Specifically I'll speak to airsoft, because it's most useful and accessible for civilians. No doubt, for an agency with pie-in-the-sky budgets and facilities, simunitions is the way to go.
The airsoft "hobby" has produced airsoft pistols that are the same as or very close to the dimensions and weight of an actual pistol. These pistols can be pricey, $100+ but are well worth the money.
I know a lot of guys are reluctant to buy a quality airsoft pistol because of the stigma it's a "toy", or they associate airsoft with a bunch of fat kids in camo playing "capture the flag". But an airsoft pistol matching the design and weight of your carry pistol is an incredibly valuable training tool. With airsoft, nearly everyone has the ability to have a pistol range at home. With a modern gas-powered blowback pistol the only thing missing is the recoil.
Is it exactly like shooting an actual firearm? No.
It it close enough to provide considerable training value, particularly when training movement and alternate sighting methods? Yes.
If you already have a dryfire regimen of say ten "draw-to-trigger-presses" per day, imagine how much more value you could get out of ten drawstrokes PLUS ten first shots?
Get a training partner involved and BAM!: aliveness in gunfight training. Have you ever tried to draw and fire your actual firearm while backpedalling from a surprise knife assault? And when was the last time you trained on the "two-way range" where someone is shooting at you? The benefits of training with airsoft far outweigh the limitations of no recoil.
If any of this is making sense to you and you live in or around Texas, come to one of our airsoft Force-on-Force events. These are highly structured "discovery learning" sessions where you get to experience the actual context of several gunfights and knife assaults, minus the noise, blood, and ballistic effects.
And seriously, who wouldn't prefer to have their shortcomings revealed in the gentle touch of a 400fps plastic pellet fired by a friend, instead of a 1200fps jacketed hollow point bullet fired by a bad guy? It's about feeling the love.
Actually I forgot the airsoft option...good call!
IMO, nothing prepares you for the noise and bullets cracking past your ear. Train with live fire and good instructor. Then keep traing and live firing. So if the time comes when you are in a firefight,your training will take over.
I'm an LEO, and most of our training over the years is of course of the range variety. We have done a variety of attempts at more realistic training.

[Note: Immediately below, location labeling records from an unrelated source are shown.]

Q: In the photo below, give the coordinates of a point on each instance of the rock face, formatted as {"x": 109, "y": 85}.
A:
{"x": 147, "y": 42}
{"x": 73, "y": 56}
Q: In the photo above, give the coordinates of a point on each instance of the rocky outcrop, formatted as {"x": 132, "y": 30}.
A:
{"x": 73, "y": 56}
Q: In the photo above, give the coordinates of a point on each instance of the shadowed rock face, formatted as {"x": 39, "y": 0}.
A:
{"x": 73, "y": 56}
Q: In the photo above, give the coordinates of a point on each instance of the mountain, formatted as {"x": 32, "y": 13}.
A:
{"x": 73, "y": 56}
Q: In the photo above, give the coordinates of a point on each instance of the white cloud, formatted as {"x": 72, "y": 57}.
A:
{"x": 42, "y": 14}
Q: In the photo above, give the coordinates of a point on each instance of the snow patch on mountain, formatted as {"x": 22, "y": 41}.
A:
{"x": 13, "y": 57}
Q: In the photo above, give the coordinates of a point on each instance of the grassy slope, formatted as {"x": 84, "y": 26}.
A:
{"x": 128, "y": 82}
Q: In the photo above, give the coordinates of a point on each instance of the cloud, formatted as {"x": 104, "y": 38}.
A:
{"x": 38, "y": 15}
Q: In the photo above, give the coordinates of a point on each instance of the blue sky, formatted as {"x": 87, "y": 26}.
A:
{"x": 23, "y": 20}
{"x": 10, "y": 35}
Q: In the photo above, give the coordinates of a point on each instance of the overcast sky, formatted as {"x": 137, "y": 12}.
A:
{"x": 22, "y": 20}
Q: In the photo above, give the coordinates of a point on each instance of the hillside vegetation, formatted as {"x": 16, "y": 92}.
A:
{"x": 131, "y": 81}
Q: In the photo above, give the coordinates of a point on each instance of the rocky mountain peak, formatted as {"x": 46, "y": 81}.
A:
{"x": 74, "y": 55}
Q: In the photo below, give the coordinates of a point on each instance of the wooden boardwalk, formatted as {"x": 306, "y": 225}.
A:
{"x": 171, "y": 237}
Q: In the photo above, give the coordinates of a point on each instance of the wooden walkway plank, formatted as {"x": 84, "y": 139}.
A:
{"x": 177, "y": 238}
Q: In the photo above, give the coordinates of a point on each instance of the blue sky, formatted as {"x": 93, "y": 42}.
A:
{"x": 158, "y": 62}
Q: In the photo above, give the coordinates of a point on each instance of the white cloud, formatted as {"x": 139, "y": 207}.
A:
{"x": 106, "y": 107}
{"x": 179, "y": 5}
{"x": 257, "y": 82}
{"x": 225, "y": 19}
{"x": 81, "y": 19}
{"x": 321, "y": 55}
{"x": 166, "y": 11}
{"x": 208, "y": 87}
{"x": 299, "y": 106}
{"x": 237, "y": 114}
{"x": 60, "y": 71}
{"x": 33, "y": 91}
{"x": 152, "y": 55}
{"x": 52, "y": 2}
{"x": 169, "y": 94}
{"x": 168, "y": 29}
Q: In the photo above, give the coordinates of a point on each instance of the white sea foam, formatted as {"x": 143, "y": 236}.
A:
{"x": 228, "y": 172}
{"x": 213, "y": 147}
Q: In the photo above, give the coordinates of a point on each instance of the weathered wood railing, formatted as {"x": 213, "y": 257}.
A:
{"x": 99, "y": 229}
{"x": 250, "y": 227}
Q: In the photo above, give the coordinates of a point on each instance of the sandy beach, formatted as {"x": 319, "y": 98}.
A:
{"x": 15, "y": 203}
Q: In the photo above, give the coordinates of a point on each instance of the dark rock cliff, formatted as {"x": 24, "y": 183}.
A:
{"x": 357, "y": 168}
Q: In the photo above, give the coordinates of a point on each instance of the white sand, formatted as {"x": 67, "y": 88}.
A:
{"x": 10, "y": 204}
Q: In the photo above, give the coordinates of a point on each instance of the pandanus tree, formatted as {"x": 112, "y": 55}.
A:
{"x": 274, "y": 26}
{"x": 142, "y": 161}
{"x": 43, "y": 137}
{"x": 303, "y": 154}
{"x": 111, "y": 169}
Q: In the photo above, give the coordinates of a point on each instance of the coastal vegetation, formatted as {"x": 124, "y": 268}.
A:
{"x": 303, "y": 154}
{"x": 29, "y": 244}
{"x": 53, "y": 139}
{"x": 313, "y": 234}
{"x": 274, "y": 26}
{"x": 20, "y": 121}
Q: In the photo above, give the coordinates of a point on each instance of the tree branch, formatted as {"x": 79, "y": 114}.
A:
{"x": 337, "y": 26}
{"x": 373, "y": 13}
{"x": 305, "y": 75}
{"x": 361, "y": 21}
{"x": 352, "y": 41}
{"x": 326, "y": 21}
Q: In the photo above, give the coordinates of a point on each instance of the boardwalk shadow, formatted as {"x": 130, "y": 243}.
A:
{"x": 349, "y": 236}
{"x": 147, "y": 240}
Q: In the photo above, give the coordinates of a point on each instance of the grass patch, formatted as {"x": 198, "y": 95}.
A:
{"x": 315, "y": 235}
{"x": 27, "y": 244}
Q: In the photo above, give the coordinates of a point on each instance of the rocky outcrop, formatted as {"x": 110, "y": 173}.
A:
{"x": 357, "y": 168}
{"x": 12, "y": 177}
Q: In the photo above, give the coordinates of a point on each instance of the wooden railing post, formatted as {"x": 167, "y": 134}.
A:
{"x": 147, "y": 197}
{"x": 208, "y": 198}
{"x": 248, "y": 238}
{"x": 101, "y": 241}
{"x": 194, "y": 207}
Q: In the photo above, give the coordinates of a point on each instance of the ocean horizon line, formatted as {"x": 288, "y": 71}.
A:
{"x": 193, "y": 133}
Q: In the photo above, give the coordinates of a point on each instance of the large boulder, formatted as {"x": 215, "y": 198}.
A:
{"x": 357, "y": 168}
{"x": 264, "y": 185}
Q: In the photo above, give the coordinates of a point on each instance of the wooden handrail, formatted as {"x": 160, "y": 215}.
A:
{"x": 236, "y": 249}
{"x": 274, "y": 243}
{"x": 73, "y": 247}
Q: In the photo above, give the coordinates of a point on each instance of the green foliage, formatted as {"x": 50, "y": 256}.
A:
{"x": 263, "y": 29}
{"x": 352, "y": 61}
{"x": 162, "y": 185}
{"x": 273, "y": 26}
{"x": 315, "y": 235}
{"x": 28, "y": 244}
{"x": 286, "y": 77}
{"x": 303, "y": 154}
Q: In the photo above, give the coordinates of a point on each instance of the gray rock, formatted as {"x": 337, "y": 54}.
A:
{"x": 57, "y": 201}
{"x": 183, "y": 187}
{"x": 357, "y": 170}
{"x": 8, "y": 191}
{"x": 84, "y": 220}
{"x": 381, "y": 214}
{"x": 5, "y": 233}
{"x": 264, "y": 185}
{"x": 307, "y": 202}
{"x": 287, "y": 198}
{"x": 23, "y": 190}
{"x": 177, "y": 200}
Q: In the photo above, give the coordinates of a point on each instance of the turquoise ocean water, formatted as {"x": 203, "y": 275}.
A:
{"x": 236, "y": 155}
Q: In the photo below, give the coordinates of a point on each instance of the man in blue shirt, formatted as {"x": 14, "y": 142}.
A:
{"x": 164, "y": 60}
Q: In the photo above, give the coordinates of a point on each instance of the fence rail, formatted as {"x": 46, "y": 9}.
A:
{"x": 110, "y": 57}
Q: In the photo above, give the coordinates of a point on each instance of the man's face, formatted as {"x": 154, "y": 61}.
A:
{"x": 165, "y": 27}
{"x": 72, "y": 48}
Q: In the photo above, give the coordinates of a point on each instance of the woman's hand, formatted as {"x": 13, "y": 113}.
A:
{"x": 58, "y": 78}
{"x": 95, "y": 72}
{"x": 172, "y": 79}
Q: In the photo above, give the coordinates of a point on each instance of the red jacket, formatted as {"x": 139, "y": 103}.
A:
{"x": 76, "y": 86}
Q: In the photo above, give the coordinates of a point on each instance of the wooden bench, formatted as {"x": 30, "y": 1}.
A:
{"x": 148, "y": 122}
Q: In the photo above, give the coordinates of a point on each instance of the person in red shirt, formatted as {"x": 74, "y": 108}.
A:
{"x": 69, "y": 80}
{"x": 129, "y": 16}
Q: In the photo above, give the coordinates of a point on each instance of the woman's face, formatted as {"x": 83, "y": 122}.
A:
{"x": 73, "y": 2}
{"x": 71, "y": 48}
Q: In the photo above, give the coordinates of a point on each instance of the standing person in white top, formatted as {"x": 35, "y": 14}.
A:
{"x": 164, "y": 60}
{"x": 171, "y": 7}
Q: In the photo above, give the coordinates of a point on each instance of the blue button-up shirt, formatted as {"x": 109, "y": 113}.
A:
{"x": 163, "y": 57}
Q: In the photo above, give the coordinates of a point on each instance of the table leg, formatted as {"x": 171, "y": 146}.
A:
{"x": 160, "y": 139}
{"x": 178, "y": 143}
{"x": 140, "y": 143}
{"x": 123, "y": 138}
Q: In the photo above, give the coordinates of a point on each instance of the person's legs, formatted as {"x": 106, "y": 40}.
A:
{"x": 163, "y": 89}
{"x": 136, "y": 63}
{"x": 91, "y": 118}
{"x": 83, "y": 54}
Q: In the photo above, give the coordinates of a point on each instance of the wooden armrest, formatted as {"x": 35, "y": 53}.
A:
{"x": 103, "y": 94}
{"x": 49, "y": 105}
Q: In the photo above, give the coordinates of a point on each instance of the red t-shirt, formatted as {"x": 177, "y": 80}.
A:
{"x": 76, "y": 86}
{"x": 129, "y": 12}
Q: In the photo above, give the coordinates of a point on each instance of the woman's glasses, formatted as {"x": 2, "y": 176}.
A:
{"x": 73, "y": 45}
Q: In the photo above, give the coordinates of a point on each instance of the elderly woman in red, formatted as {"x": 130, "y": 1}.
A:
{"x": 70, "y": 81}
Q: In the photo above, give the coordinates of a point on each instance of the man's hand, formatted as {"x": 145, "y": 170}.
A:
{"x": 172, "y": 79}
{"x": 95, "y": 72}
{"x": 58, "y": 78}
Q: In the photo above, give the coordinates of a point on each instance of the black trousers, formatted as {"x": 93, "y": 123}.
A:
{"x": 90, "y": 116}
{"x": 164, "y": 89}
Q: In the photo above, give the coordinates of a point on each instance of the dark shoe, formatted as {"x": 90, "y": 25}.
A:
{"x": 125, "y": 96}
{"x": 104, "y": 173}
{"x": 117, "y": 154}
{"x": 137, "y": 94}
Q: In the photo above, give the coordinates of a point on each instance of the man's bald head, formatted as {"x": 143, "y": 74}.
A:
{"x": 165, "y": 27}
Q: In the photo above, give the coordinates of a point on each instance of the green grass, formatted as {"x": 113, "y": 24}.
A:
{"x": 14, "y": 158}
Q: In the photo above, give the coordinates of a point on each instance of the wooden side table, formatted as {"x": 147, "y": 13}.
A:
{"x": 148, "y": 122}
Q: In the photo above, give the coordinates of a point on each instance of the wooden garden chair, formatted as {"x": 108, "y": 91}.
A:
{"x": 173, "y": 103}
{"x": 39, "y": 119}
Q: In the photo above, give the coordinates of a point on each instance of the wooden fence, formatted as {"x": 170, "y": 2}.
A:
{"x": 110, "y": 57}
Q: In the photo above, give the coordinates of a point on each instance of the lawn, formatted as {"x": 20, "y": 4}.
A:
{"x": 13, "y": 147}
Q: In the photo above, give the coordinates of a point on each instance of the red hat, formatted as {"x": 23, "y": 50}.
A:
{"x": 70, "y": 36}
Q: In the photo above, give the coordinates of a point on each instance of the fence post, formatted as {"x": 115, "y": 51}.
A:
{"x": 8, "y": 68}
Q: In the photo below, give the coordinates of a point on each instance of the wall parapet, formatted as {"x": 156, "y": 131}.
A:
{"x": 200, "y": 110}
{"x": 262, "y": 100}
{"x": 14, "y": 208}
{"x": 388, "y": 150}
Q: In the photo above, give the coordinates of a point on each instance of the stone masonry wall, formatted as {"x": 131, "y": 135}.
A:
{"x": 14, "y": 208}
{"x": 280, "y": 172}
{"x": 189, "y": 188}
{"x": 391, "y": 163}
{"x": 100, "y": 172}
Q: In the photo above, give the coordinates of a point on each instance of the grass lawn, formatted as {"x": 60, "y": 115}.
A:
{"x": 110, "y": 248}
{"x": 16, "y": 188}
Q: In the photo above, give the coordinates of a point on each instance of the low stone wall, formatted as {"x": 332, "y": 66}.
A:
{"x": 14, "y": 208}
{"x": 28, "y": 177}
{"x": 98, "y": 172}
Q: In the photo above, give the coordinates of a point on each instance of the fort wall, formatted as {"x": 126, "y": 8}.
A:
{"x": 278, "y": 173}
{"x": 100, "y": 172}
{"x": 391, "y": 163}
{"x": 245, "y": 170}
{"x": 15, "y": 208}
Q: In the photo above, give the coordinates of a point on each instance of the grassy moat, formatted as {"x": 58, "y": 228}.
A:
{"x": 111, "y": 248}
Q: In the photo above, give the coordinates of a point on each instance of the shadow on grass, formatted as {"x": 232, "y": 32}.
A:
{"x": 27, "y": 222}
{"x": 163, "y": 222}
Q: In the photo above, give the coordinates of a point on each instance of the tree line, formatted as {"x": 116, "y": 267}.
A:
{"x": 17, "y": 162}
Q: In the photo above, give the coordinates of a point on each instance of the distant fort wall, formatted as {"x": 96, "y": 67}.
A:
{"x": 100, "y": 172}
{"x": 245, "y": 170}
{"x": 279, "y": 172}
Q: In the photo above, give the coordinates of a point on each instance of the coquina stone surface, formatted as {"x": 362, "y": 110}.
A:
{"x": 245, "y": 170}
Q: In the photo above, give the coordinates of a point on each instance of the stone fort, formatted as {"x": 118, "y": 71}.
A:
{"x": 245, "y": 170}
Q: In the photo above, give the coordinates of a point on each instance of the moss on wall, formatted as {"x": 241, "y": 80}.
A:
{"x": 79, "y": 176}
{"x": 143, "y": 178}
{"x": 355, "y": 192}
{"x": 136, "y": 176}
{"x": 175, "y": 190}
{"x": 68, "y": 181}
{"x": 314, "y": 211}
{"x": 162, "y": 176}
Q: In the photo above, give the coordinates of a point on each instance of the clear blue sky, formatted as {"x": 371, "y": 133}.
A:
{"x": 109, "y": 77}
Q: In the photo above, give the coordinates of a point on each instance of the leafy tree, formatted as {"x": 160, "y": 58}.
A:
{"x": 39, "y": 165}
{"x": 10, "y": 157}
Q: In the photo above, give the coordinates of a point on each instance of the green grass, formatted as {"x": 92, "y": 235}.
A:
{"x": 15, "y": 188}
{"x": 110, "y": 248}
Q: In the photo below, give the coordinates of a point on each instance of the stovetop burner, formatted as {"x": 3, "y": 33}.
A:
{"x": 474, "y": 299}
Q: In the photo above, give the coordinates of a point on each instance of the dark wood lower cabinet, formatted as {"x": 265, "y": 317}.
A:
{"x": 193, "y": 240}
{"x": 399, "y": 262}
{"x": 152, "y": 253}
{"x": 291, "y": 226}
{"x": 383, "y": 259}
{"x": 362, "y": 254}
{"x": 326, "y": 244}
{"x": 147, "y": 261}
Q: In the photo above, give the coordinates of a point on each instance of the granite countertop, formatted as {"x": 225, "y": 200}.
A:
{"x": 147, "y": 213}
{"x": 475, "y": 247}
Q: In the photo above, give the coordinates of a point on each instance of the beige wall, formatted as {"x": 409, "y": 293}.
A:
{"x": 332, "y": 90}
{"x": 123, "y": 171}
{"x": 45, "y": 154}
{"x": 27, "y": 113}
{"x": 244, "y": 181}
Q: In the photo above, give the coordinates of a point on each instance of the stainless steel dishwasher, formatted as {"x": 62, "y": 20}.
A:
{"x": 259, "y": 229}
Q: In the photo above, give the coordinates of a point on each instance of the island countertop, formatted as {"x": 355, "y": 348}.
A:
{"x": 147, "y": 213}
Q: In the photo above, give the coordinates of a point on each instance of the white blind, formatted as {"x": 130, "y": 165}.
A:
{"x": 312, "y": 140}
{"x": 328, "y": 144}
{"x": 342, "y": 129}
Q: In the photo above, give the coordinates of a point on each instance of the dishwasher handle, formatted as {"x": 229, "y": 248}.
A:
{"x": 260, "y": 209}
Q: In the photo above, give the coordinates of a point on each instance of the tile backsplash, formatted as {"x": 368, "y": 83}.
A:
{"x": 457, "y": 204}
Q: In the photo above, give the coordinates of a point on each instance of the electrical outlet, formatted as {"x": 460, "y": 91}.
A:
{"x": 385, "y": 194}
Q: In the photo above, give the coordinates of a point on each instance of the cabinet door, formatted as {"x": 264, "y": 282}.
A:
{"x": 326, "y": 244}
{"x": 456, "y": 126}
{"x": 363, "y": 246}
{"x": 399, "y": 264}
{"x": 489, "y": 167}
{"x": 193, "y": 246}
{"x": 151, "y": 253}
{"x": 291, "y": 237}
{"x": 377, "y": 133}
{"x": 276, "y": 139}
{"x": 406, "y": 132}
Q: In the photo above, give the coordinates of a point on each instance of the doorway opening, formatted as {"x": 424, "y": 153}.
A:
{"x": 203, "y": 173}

There is the "FATS" system, an automated video with various scenarios and laser-equipped handguns that records your hits on the "bad guy" (or the innocent if you choose poorly!"
Most officers find this to be a fairly intense situation, and often experience the same stress-induced physiological problems that officers in combat do... Tunnel vision, poor marksmanship, not knowing how many shots were fired... That sort of thing.
Another is the "Preparation for armed combat" training, which usually features live-action scenarios with the role-playing trainer going for a weapon at some point. The weapons use wax-impregnated cotton balls that sting rather smartly... Much like paintball I expect.
Still another are the various sorts of "Hogan's Alley" shooting ranges where targets appear unexpectedly from around cover, and may include "bad guys" and civilians.
We just went through a tactical training course that involves the Columbine-like scenario of armed attackers at a large facility... Basically a terrorist attack Mumbai-style.
We used airsoft pistols and rifles, and had to deal both with bad guy and civilian role-players... The bad guys shot back.
Pretty intense stuff.
You can teach principals. You can teach weapon-handling and use of cover and lines of sight and clearing procedures and all that. You can work those things till they're part of your muscle-memory.
But I don't think any of this gets to the adrenaline-dump psychological/physiological stress levels of actual combat, where real BGs are trying to kill you.
Some folks remain calm and cool in such situations, some don't.
This interactive training is more realistic than the old FATS. The firearms are actual Glocks that have been converted to fire laser light, and have a C02 cartridge that actually simulates recoil. You can even video your own scenarios and incorporate shoot / don't shoot decisions.